La guerre commerciale entre les Etats-Unis et la Chine, l'image des Gafa, les impôts, la baisse des ventes de l'iPhone, la guerre du streaming… De passage à Paris, Tim Cook, le président-directeur général d'Apple, se livre aux « Echos ».

Tim Cook, le président-directeur général d'Apple.
Tim Cook, le président-directeur général d'Apple. (Brooks Kraft)

Par Fabienne Schmitt, Nicolas Barré, David Barroux, Sébastien Dumoulin, Lucie Robequain

Publié le 4 oct. 2019 à 06:00Mis à jour le 4 oct. 2019 à 11:20

Donald Trump a-t-il raison d'engager le bras de fer avec la Chine ?

Il faut reconnaître qu'il soulève de vraies questions sur l'accès au marché, les déséquilibres commerciaux, la concurrence et la protection de la propriété intellectuelle.

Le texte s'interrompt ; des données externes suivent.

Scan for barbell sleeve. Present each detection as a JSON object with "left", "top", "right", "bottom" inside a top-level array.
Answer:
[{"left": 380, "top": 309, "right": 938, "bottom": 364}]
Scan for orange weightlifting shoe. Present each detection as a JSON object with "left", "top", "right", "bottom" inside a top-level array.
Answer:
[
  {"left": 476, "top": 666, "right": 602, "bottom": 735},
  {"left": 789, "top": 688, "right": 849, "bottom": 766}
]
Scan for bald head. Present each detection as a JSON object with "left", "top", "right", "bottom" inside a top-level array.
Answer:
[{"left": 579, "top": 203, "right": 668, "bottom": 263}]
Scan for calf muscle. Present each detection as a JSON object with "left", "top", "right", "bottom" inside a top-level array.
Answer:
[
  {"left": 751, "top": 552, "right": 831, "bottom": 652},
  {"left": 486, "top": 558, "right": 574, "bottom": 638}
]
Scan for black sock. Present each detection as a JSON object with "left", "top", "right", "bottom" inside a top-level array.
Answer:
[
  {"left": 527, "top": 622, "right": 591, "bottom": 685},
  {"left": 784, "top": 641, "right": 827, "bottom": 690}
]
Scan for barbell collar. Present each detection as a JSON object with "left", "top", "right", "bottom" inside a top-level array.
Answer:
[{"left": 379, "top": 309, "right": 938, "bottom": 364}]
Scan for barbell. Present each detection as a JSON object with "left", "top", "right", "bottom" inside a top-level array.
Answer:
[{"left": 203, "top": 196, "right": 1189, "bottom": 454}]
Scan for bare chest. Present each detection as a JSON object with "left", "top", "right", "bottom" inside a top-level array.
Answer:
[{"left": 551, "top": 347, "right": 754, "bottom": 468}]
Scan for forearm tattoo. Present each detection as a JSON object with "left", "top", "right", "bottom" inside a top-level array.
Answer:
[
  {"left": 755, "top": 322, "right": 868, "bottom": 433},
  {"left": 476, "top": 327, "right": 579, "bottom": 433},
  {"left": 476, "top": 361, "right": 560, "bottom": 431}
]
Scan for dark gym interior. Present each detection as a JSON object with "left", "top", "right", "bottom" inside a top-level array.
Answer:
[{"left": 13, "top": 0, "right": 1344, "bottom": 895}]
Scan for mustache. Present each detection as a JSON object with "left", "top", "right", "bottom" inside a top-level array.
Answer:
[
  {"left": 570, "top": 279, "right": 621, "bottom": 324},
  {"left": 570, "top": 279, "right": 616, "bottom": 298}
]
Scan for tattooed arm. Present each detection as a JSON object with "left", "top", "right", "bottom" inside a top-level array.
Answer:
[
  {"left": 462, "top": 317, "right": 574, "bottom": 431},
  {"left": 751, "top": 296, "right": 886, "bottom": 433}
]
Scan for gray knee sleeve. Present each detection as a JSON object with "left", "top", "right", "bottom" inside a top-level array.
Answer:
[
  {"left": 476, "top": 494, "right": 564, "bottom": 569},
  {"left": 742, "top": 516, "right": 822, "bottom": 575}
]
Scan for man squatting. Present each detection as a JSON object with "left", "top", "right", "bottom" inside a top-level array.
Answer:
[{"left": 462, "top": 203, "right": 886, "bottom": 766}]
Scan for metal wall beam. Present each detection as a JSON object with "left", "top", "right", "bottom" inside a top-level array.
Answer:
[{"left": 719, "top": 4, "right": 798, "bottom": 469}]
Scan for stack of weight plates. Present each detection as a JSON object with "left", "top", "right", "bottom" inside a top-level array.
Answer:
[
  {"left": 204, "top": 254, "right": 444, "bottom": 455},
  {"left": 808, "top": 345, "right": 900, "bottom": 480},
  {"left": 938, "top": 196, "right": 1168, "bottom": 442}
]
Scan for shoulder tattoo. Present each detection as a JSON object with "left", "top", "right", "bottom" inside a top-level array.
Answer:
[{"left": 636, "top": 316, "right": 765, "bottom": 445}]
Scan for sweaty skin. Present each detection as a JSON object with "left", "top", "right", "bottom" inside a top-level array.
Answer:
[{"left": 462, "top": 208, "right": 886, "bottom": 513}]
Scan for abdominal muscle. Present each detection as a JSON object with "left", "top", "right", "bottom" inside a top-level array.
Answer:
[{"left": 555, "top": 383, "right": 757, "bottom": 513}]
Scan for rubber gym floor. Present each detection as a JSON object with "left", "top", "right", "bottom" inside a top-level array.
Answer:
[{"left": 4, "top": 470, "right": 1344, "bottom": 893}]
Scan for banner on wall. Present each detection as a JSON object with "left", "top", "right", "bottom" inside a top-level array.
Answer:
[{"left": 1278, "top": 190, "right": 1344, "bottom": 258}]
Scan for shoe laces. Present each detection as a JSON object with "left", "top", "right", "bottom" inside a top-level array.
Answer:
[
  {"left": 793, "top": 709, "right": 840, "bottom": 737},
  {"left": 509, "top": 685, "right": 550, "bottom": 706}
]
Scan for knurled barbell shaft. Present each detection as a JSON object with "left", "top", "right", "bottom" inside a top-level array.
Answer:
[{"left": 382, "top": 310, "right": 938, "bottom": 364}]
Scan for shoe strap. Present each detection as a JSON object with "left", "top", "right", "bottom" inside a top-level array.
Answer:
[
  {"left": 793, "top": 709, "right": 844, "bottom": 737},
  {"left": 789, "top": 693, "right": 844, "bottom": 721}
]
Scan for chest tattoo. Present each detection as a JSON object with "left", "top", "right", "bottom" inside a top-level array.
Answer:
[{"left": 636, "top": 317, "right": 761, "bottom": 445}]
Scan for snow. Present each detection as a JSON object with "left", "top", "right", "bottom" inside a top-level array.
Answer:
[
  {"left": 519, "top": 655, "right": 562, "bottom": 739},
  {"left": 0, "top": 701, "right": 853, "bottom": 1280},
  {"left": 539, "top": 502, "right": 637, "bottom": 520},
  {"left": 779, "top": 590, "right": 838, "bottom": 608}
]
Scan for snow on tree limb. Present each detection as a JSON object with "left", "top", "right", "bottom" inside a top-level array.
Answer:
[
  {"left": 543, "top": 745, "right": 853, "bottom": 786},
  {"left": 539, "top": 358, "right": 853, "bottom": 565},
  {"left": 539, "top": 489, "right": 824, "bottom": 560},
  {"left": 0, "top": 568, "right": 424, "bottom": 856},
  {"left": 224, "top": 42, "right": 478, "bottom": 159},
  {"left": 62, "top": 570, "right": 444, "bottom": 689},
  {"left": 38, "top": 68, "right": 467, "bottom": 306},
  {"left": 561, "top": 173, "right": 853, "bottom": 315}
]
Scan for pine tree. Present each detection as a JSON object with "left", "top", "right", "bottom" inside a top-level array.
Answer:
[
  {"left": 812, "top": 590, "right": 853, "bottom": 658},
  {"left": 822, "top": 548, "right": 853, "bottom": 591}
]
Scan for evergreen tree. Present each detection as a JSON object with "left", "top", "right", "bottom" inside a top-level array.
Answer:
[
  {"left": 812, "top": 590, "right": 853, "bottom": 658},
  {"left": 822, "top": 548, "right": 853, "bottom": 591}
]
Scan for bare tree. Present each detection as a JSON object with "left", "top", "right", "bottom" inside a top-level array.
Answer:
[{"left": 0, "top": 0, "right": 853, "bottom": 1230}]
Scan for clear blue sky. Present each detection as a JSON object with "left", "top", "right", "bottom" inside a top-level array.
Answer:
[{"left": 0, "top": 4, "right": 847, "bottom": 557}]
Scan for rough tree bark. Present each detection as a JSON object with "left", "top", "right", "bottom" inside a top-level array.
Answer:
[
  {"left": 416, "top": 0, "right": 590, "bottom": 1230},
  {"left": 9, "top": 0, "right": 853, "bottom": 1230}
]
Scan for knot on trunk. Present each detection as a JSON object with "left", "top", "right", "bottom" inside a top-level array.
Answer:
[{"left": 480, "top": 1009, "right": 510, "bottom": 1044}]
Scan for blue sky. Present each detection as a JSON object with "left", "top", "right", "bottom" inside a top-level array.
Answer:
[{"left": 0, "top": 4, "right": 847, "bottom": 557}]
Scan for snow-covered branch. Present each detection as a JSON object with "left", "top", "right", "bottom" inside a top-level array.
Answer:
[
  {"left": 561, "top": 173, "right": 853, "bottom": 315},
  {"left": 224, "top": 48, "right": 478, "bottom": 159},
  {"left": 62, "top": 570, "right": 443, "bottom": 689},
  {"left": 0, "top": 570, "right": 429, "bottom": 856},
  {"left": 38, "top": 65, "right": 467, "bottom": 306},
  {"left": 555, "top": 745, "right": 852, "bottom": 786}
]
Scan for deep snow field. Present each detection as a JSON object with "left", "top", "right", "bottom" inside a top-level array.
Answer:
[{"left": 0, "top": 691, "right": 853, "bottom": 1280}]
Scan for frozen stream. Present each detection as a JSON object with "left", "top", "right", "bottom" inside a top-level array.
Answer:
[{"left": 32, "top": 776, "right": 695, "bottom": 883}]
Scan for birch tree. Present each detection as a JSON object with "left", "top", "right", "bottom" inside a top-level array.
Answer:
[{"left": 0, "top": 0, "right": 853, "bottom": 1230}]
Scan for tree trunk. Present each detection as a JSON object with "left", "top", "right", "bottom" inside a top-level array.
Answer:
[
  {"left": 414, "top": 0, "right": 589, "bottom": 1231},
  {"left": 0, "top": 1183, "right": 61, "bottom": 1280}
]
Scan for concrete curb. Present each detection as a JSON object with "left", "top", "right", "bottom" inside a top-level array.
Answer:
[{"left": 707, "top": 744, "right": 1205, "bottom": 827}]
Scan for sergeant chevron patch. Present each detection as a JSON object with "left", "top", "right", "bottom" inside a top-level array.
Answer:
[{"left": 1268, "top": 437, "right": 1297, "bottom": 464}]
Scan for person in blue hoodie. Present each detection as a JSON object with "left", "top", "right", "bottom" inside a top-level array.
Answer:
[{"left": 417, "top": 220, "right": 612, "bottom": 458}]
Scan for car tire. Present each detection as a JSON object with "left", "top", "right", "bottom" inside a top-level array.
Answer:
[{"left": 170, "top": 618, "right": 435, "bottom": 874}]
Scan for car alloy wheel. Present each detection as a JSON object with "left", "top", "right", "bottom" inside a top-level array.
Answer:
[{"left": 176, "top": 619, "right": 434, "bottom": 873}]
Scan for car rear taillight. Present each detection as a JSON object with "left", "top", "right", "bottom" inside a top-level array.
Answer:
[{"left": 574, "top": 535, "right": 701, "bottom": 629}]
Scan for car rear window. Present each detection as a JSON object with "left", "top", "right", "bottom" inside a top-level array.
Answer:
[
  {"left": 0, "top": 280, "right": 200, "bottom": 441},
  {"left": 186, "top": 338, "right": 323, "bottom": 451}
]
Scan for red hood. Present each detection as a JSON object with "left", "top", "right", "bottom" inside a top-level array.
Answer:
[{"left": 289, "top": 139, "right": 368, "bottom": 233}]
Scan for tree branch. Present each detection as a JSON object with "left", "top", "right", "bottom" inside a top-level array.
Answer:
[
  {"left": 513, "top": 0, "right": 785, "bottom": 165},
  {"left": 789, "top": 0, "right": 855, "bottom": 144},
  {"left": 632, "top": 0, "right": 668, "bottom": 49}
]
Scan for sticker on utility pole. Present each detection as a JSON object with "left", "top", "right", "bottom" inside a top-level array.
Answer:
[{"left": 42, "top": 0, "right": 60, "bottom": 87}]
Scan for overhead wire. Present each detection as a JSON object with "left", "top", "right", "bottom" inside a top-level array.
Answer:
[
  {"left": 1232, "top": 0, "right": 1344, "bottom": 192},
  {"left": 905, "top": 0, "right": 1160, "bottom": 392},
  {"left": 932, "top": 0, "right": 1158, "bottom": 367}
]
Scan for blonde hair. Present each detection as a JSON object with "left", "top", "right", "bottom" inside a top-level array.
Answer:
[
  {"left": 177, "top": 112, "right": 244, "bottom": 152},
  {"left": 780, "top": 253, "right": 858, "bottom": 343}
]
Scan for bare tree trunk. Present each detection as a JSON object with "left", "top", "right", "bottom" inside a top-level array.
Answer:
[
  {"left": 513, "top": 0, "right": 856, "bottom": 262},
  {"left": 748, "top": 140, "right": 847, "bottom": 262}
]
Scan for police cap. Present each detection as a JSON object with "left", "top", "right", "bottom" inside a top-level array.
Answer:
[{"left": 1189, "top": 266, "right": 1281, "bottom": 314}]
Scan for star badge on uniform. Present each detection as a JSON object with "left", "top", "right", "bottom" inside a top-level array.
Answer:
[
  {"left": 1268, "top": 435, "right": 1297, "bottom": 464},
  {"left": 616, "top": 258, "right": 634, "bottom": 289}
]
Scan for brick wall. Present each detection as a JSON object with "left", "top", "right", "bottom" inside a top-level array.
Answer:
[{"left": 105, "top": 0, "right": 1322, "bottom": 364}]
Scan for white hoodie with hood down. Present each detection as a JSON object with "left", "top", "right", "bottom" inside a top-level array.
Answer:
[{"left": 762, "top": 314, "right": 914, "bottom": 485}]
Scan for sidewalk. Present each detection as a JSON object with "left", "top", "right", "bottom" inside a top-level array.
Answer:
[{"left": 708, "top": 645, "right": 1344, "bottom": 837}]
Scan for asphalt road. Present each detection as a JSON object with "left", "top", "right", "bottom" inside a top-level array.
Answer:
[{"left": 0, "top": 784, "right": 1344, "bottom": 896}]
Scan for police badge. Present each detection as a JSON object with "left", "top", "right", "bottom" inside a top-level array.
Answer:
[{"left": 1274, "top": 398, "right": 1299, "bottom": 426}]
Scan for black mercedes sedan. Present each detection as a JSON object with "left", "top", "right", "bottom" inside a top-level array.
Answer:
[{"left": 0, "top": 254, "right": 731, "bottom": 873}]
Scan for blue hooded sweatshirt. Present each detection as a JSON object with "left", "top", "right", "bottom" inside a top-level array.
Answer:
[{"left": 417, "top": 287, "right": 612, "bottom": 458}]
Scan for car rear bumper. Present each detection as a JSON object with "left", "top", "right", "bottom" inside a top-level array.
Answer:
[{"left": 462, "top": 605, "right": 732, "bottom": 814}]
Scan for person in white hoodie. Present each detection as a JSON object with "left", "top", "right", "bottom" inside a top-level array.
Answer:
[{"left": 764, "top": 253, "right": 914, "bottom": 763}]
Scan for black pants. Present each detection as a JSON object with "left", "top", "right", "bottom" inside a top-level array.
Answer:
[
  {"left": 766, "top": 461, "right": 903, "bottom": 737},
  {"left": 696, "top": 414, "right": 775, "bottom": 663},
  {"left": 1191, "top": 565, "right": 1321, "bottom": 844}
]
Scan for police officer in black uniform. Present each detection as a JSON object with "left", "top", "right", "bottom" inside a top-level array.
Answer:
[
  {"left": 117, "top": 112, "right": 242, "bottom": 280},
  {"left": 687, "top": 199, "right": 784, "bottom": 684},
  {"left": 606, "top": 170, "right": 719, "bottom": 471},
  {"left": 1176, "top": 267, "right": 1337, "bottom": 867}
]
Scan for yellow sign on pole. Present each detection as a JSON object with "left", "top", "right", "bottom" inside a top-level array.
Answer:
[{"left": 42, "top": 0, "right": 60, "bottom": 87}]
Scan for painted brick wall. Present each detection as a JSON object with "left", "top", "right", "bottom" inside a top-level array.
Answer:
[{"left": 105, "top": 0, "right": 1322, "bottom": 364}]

Je pense qu'il va y avoir un accord commercial avec la Chine. J'espère qu'à terme, chaque pays renoncera à la hausse des droits de douane. Il faut que nos deux pays y gagnent, sans quoi le monde y perdra. Quand les Etats-Unis ou la Chine s'enrhument, le reste du monde est sous respiration artificielle.

Quelles sont vos relations avec le président américain ?

C'est quelqu'un avec qui on peut discuter, qui répond au téléphone et qui accepte le fait que l'on ne soit pas toujours d'accord. Il écoute. J'ai l'habitude de dire les choses de façon directe, c'est ce que je fais avec le président.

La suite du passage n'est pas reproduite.